Y ahora, el rito, la culminación de la espera y la buena elección: cómo disfrutarlo. La filosofía es sencilla y profunda a la vez: la excelencia del producto no necesita artificios. La mayoría de estas exquisiteces solo piden agua de mar (o agua con sal gorda en su defecto) y un fuego que las trate con respeto. Unos minutos de hervor para un percebe, el tiempo justo para un bogavante o una nécora hasta que el color anaranjado sea vibrante, y nada más. Unas vieiras a la plancha con un toque de Albariño o un poco de limón, o unas almejas a la marinera que dejen el sabor a ría en el paladar. La clave es no enmascarar su esencia, dejar que el mar hable por sí mismo a través de cada bocado. Es una sinfonía de sabores que la simplicidad en la preparación permite que florezcan en todo su esplendor.
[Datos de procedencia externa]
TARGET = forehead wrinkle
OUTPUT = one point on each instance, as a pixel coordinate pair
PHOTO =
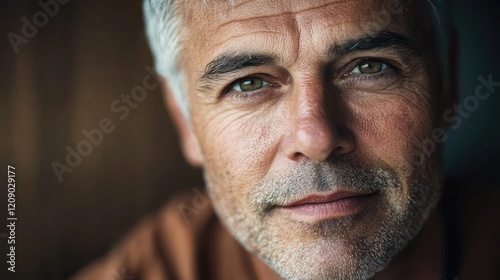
(246, 34)
(279, 14)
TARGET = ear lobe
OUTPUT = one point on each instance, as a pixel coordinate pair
(189, 143)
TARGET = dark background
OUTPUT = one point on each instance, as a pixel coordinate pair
(66, 77)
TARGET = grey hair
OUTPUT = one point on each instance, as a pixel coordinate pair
(163, 23)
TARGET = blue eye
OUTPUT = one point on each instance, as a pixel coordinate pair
(249, 84)
(370, 66)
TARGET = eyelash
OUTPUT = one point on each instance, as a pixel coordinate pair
(246, 94)
(386, 73)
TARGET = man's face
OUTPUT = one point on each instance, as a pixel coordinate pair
(307, 114)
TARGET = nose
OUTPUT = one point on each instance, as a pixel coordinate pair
(319, 129)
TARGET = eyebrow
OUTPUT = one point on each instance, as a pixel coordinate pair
(230, 62)
(382, 40)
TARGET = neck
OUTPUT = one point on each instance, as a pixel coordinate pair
(423, 256)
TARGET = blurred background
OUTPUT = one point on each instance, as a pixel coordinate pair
(67, 76)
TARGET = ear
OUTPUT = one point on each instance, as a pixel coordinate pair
(189, 142)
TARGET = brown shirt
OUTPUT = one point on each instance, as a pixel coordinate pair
(185, 241)
(176, 244)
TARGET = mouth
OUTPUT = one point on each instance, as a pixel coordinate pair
(341, 203)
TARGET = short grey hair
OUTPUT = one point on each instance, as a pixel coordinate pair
(164, 19)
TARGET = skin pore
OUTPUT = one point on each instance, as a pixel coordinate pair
(293, 98)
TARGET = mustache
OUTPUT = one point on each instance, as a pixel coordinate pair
(322, 177)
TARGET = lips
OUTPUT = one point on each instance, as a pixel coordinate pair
(332, 197)
(327, 206)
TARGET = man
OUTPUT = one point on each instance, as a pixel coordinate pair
(311, 121)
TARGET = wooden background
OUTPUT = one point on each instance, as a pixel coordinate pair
(61, 82)
(64, 79)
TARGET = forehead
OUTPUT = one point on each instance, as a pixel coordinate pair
(287, 27)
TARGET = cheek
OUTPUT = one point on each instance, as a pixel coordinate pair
(389, 127)
(238, 148)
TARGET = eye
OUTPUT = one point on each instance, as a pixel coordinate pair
(249, 84)
(370, 66)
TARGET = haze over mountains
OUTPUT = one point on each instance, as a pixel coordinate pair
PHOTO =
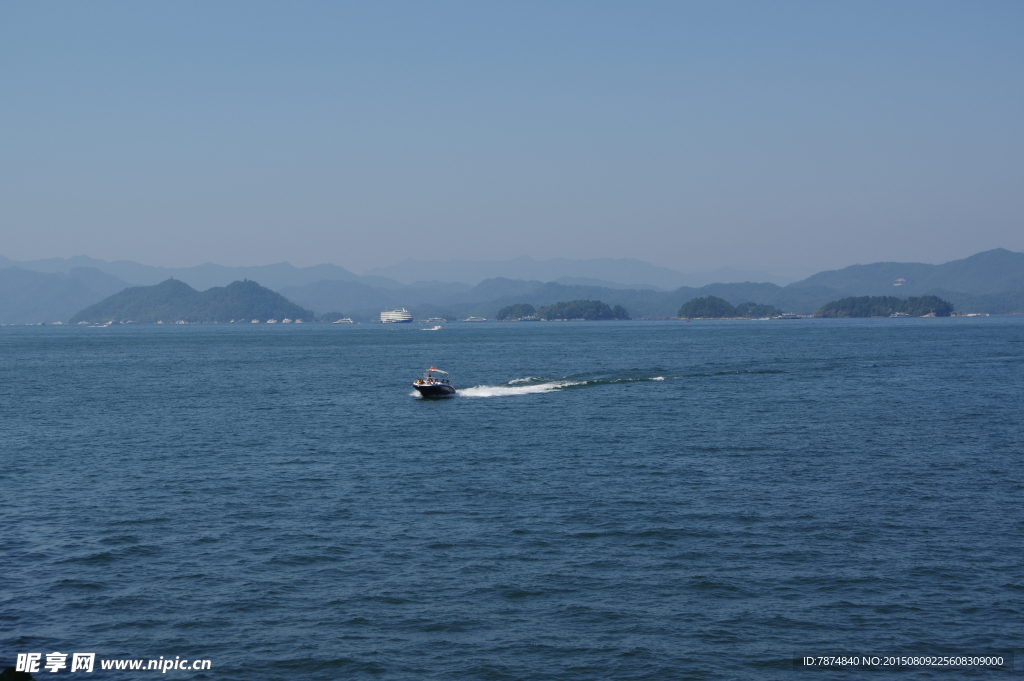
(56, 289)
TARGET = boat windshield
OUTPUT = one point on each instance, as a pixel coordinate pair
(434, 376)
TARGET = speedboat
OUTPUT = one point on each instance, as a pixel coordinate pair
(397, 315)
(435, 383)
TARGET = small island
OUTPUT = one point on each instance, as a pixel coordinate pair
(173, 301)
(713, 307)
(515, 312)
(588, 310)
(861, 306)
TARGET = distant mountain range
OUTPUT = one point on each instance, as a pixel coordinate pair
(607, 272)
(56, 289)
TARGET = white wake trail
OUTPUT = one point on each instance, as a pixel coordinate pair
(504, 390)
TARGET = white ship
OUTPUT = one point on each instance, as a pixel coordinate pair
(400, 315)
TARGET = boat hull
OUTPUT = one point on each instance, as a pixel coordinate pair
(435, 390)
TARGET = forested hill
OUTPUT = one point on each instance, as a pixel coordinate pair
(176, 301)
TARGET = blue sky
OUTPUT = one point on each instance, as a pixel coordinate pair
(788, 137)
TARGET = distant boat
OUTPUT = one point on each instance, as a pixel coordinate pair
(435, 383)
(399, 315)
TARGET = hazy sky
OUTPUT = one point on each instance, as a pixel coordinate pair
(788, 137)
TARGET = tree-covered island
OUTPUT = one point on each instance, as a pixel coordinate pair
(173, 301)
(886, 306)
(713, 307)
(580, 309)
(515, 312)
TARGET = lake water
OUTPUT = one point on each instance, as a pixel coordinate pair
(659, 500)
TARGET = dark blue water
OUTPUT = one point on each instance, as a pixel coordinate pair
(607, 501)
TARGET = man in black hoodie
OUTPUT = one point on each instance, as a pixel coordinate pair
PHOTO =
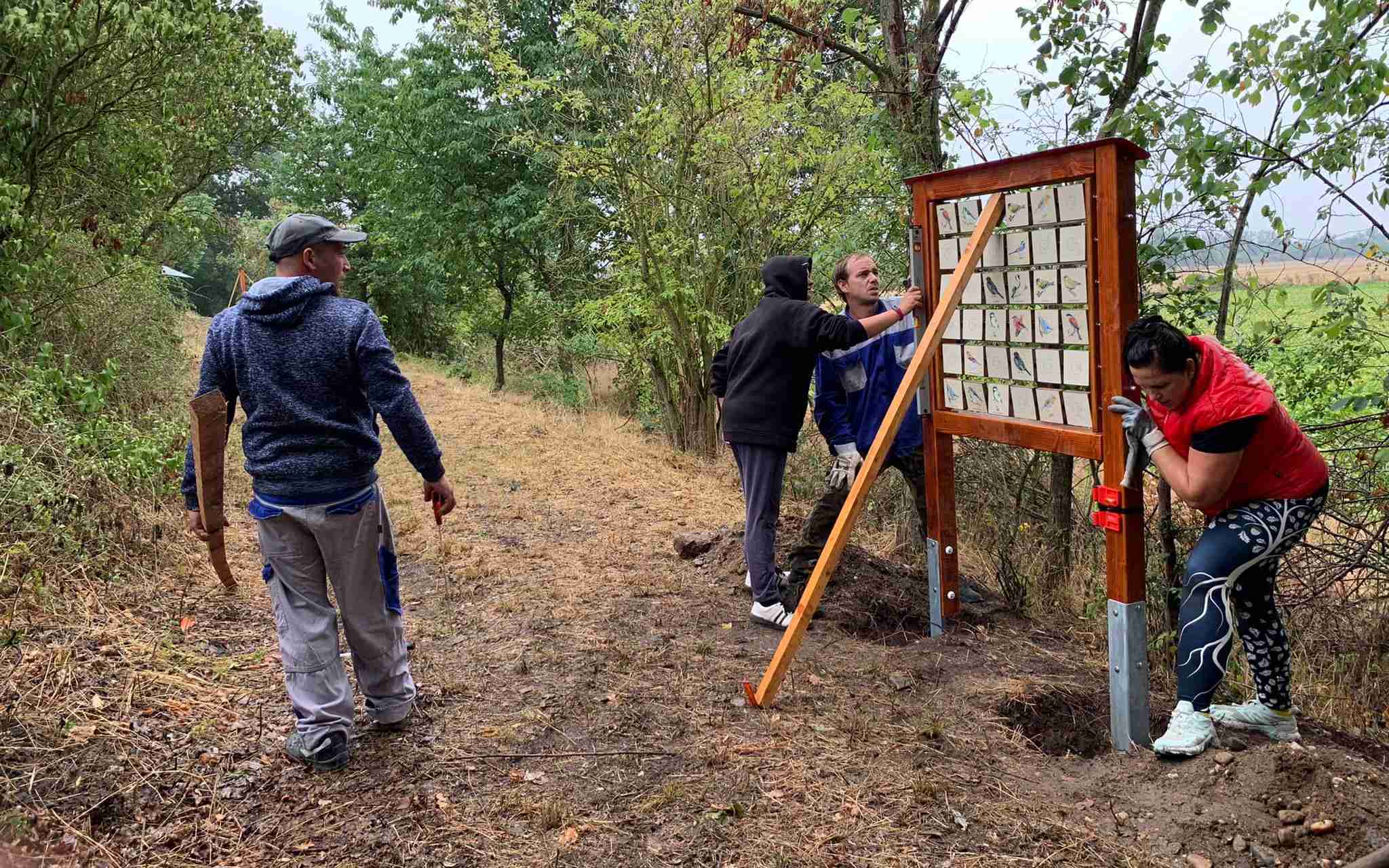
(762, 380)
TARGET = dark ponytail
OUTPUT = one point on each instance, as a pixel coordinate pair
(1153, 340)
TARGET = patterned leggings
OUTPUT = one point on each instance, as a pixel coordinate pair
(1230, 576)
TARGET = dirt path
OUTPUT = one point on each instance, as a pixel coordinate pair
(551, 616)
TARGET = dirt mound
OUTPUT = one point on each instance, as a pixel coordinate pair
(1061, 721)
(869, 596)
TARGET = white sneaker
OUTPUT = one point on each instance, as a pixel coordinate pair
(1280, 727)
(781, 576)
(774, 616)
(1188, 734)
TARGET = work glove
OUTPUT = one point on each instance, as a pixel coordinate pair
(1143, 438)
(845, 469)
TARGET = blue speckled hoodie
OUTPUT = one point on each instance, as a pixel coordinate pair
(311, 371)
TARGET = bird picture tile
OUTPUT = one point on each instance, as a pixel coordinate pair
(969, 212)
(1019, 246)
(949, 249)
(998, 399)
(1024, 403)
(1049, 406)
(1020, 326)
(946, 220)
(971, 324)
(955, 392)
(1073, 285)
(952, 327)
(995, 288)
(1021, 359)
(952, 360)
(999, 364)
(1072, 201)
(1020, 286)
(992, 252)
(1016, 210)
(1044, 206)
(1073, 245)
(1074, 326)
(1077, 409)
(995, 324)
(974, 360)
(1044, 246)
(974, 397)
(1049, 366)
(1044, 286)
(1076, 367)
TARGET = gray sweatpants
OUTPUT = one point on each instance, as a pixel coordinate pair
(349, 543)
(762, 470)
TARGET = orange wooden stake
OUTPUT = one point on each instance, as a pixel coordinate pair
(927, 348)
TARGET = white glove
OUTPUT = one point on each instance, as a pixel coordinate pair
(845, 469)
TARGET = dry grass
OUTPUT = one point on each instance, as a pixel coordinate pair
(581, 699)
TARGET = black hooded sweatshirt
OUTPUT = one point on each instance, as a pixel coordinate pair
(763, 372)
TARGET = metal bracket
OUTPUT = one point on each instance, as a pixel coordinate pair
(1129, 675)
(938, 617)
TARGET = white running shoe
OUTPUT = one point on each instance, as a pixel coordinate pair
(1280, 727)
(781, 576)
(774, 616)
(1188, 734)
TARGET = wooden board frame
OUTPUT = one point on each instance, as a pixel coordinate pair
(1108, 171)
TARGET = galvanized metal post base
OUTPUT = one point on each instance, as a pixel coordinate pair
(1129, 675)
(938, 620)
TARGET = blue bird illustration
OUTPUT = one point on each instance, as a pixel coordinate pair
(1020, 364)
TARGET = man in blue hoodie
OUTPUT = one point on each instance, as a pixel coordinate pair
(313, 371)
(853, 389)
(762, 380)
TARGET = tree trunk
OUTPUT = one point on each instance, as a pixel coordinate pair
(1227, 285)
(1167, 535)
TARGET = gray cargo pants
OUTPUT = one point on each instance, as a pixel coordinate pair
(349, 543)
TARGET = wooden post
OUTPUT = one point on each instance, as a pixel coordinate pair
(927, 351)
(209, 434)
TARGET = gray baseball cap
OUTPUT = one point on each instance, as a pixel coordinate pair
(299, 231)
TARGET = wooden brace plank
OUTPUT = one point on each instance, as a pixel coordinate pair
(209, 432)
(927, 349)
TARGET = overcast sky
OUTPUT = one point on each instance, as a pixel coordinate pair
(991, 43)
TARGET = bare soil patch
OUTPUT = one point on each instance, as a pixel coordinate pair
(583, 706)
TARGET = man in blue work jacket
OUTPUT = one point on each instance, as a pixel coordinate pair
(853, 391)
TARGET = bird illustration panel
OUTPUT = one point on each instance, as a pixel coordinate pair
(1072, 201)
(974, 397)
(1044, 206)
(1021, 359)
(955, 393)
(1077, 409)
(995, 324)
(1076, 328)
(1049, 406)
(1020, 286)
(1020, 326)
(1024, 403)
(974, 360)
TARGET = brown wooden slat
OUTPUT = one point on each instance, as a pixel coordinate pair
(873, 463)
(1021, 432)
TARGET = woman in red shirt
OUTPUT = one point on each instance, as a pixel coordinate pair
(1230, 449)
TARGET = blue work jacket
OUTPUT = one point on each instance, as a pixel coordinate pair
(855, 388)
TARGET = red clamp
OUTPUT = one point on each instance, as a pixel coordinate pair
(1110, 515)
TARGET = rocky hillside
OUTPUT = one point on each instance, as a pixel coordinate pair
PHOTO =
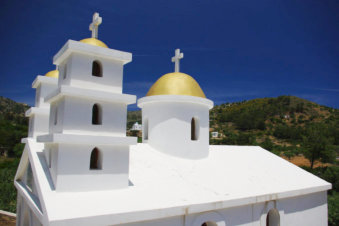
(13, 126)
(283, 125)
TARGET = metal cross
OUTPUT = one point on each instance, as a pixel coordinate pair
(97, 20)
(176, 59)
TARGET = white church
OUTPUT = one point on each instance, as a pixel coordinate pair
(79, 167)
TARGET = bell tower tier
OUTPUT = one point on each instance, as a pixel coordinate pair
(39, 115)
(87, 148)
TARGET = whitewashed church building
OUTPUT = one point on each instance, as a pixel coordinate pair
(79, 167)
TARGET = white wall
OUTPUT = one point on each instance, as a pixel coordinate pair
(79, 73)
(310, 210)
(38, 125)
(43, 90)
(169, 128)
(75, 117)
(70, 167)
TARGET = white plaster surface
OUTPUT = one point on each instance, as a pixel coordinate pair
(78, 120)
(167, 119)
(92, 51)
(163, 186)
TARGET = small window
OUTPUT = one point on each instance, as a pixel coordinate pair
(96, 115)
(50, 158)
(194, 129)
(145, 129)
(65, 71)
(95, 162)
(96, 69)
(56, 116)
(273, 218)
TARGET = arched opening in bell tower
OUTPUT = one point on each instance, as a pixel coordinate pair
(145, 132)
(96, 115)
(96, 69)
(96, 159)
(194, 129)
(273, 218)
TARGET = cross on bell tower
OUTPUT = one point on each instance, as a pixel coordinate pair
(176, 59)
(94, 26)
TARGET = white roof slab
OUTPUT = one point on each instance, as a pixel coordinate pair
(165, 186)
(43, 79)
(174, 98)
(90, 94)
(34, 110)
(86, 139)
(72, 46)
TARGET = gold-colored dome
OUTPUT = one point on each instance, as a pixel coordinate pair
(94, 42)
(53, 74)
(176, 83)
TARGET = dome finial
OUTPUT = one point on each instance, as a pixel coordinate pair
(176, 59)
(94, 26)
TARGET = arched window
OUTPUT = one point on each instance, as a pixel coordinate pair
(96, 159)
(273, 218)
(65, 71)
(145, 129)
(96, 114)
(209, 223)
(194, 129)
(56, 116)
(96, 69)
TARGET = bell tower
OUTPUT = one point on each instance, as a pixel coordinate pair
(87, 148)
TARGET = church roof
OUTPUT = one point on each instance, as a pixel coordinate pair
(52, 74)
(94, 42)
(176, 83)
(165, 186)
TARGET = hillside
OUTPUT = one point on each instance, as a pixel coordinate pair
(282, 125)
(13, 126)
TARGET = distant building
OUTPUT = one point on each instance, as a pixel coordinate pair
(215, 134)
(136, 127)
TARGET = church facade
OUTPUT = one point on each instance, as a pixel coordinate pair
(79, 167)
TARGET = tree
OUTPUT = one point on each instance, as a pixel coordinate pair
(317, 144)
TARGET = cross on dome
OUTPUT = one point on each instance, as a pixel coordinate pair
(94, 26)
(176, 59)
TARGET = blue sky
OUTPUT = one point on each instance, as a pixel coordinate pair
(236, 50)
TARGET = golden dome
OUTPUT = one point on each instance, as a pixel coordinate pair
(53, 74)
(176, 83)
(94, 42)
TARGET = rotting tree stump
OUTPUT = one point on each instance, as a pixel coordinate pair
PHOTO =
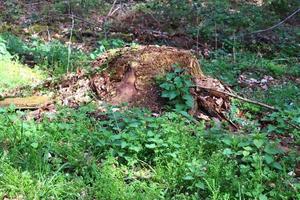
(128, 75)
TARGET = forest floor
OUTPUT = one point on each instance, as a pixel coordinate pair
(81, 148)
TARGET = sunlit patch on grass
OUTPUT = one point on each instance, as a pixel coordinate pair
(14, 74)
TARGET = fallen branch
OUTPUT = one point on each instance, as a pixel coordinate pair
(241, 98)
(249, 101)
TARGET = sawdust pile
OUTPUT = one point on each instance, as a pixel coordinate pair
(130, 72)
(127, 75)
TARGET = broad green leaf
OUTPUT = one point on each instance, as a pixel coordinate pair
(34, 145)
(258, 142)
(269, 159)
(150, 146)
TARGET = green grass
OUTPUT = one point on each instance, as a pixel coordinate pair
(13, 74)
(281, 93)
(132, 155)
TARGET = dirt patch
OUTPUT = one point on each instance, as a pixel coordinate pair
(127, 75)
(130, 73)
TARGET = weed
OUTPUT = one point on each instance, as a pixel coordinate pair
(176, 88)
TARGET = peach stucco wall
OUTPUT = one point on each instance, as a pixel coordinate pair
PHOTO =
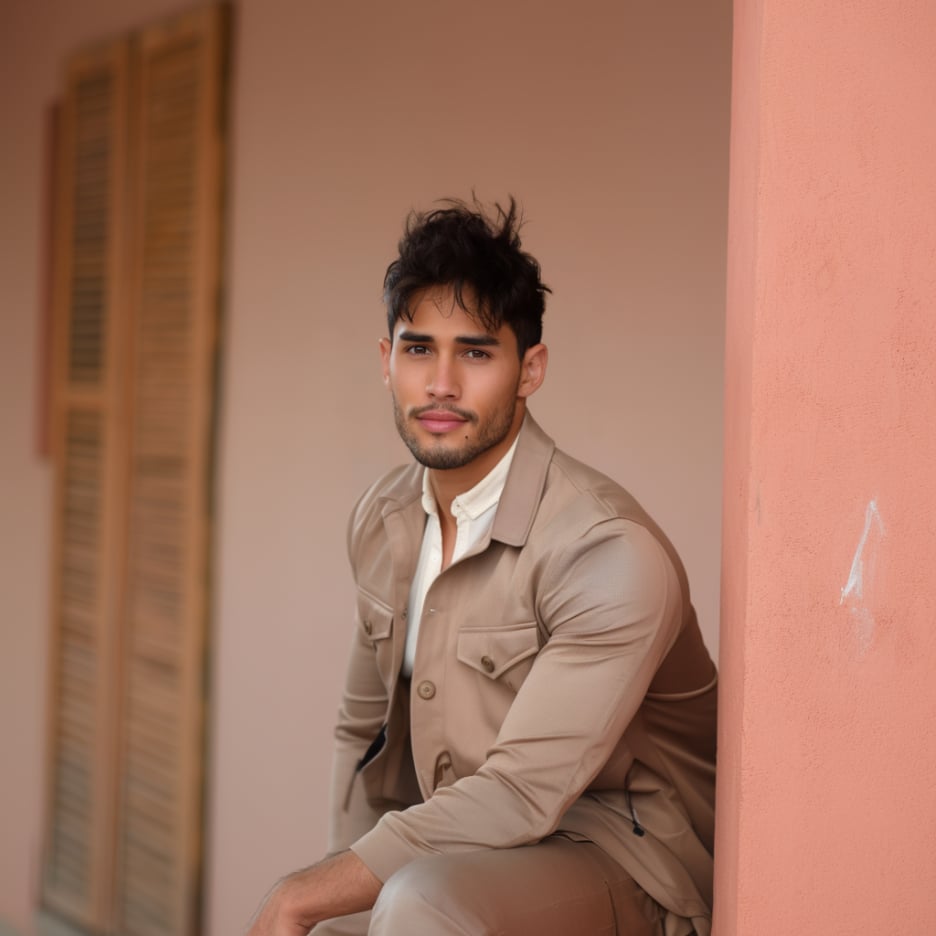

El acompañamiento es igualmente importante, aunque sutil. Un buen Albariño fresquito, que sea el cómplice perfecto de este idilio marino, con su acidez equilibrada y sus notas frutales y salinas. La compañía de amigos o familiares que compartan la misma devoción por la buena mesa, el ambiente relajado de un chiringuito con vistas a la ría o la intimidad de su propio hogar. No hay mejor banda sonora que el chasquido de las pinzas, el sorbido de los jugos y las risas compartidas. Cada pieza es una pequeña obra de arte, una oda a la naturaleza, y cada momento de su consumo, un instante para saborear con calma, sin prisas, permitiendo que la salinidad, la textura y el dulzor de la carne inunden todos los sentidos. Es un placer que va más allá de lo gastronómico, una experiencia que conecta con la identidad de una tierra y de sus gentes.
La maestría radica en comprender que la frescura es el ingrediente principal, el que dictamina la verdadera magia de estos manjares. Una vez que se ha seleccionado con el criterio adecuado, y se ha preparado con la mínima intervención, el siguiente paso es entregarse al disfrute sin complejos. No hay necesidad de formalismos excesivos; de hecho, la informalidad suele realzar la experiencia, permitiendo que la autenticidad del producto brille con luz propia. El aroma que se desprende al abrir un buey de mar recién cocido o la delicadeza de una ostra al deslizarse por la garganta son momentos que se graban en la memoria gustativa, convirtiéndose en recuerdos imborrables que invitan a repetir la experiencia una y otra vez. Se trata de un viaje sensorial completo, un deleite que satisface tanto el paladar como el alma, dejando una impronta duradera de lo que significa deleitarse con la verdadera esencia del mar.